Barriers and challenges to women’s participation in peacekeeping still exist, which inhibits the fight against gender-based violence in conflict areas, according to Col Jill Rutaremara, the director of Rwanda Peace Academy (RPA).
Col Rutaremara said this, yesterday, while opening a course for regional officers at the Musanze-based academy, which will focus on gender leadership and peace building.
The training has brought together 24 military, police and civilian officers from the Republic of Comoros, Kenya, Rwanda, South Sudan, the Republic of Sudan and Uganda.
Rutaremara said despite the gains made by Rwanda in terms mainstreaming gender in all sectors of the country, some challenges still remain, calling upon participants to use the course to come up with solutions to these challenges, which are shared across all nations.
He said women are more vulnerable in violent conflict which escalates inequality between men and women.
“Women are more vulnerable particularly during conflict and the fact that such conflicts intensify inequalities between men and women is something that cannot be disputed,” Col Rutaremara said.

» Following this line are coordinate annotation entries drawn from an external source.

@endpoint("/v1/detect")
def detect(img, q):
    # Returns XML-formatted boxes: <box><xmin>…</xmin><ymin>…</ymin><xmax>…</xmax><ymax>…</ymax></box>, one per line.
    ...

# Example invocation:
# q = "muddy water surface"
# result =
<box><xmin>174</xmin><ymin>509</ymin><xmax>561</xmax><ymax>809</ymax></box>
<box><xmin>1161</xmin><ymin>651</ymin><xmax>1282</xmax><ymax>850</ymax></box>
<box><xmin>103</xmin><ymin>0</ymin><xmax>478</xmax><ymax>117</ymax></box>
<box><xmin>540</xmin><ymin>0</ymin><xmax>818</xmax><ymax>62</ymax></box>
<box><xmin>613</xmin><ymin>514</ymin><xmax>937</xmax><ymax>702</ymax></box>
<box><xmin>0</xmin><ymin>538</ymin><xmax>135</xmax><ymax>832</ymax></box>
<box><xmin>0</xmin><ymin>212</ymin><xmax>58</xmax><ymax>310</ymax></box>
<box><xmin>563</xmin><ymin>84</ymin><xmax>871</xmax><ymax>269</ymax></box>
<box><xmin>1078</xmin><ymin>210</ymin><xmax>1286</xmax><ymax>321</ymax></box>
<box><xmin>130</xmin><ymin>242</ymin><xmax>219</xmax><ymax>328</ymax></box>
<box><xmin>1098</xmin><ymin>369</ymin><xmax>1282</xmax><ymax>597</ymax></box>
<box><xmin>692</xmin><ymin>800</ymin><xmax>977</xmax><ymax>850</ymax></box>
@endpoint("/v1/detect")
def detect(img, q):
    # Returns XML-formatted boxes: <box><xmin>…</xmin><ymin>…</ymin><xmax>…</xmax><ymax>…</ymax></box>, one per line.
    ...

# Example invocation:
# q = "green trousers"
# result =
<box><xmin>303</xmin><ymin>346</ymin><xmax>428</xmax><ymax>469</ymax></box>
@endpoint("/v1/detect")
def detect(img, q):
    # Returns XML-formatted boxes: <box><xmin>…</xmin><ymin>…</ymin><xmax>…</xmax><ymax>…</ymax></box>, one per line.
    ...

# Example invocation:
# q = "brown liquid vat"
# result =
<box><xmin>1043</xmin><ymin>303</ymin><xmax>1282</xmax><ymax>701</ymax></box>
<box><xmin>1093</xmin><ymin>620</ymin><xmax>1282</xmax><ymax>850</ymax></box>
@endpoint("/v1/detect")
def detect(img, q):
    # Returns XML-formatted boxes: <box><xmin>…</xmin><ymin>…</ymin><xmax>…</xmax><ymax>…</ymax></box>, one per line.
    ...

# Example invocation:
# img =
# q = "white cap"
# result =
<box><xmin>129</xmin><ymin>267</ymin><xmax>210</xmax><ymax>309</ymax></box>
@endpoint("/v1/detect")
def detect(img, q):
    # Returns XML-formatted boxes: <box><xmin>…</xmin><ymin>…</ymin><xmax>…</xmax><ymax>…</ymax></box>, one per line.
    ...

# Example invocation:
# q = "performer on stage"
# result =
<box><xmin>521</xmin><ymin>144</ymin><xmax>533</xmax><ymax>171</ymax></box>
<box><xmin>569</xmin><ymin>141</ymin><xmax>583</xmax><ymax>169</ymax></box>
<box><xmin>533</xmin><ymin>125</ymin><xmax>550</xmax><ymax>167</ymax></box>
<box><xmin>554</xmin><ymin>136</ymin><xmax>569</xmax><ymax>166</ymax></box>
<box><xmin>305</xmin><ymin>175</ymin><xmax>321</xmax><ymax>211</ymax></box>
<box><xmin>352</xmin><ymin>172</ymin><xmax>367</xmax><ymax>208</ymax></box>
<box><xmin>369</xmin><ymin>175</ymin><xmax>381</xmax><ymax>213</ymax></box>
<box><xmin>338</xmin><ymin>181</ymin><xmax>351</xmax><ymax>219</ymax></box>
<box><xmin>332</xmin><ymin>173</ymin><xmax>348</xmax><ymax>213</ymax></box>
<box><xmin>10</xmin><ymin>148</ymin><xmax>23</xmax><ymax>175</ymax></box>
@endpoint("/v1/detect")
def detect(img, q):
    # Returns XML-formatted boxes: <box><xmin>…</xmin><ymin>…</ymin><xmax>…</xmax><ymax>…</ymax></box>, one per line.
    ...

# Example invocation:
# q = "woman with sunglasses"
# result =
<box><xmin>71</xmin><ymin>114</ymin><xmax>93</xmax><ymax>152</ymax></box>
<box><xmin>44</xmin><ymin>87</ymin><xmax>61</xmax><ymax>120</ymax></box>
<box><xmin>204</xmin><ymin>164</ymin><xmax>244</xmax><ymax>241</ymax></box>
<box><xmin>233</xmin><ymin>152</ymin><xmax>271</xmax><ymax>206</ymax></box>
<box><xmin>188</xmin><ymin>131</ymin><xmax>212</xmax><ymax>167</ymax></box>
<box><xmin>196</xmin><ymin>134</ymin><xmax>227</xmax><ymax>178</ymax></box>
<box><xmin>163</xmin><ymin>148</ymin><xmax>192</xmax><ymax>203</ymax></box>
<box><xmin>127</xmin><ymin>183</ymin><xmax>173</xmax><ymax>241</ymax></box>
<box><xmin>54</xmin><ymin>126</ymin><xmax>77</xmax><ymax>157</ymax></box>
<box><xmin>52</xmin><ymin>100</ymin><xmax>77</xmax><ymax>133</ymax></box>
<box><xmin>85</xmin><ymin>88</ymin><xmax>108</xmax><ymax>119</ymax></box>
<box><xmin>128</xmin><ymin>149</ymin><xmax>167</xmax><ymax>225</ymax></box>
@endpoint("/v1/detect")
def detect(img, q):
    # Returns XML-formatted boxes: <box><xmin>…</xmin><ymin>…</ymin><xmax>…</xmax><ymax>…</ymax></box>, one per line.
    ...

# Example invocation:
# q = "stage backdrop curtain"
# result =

Maj Rene Neemba, from Uganda, said the training is a good occasion to share experience with colleagues from different backgrounds.
“We will be able to work better in a more integrated way when we go for peacekeeping missions. The biggest challenge we face pertaining to gender and peace building understanding and embracing other people’s culture and their way of socialisation,” she said.
Neemba added that the training will enable them create a strong network in peace building.
The course is a result of collaborative efforts between the Rwanda Peace Academy and the United Nations Institute for Training Research.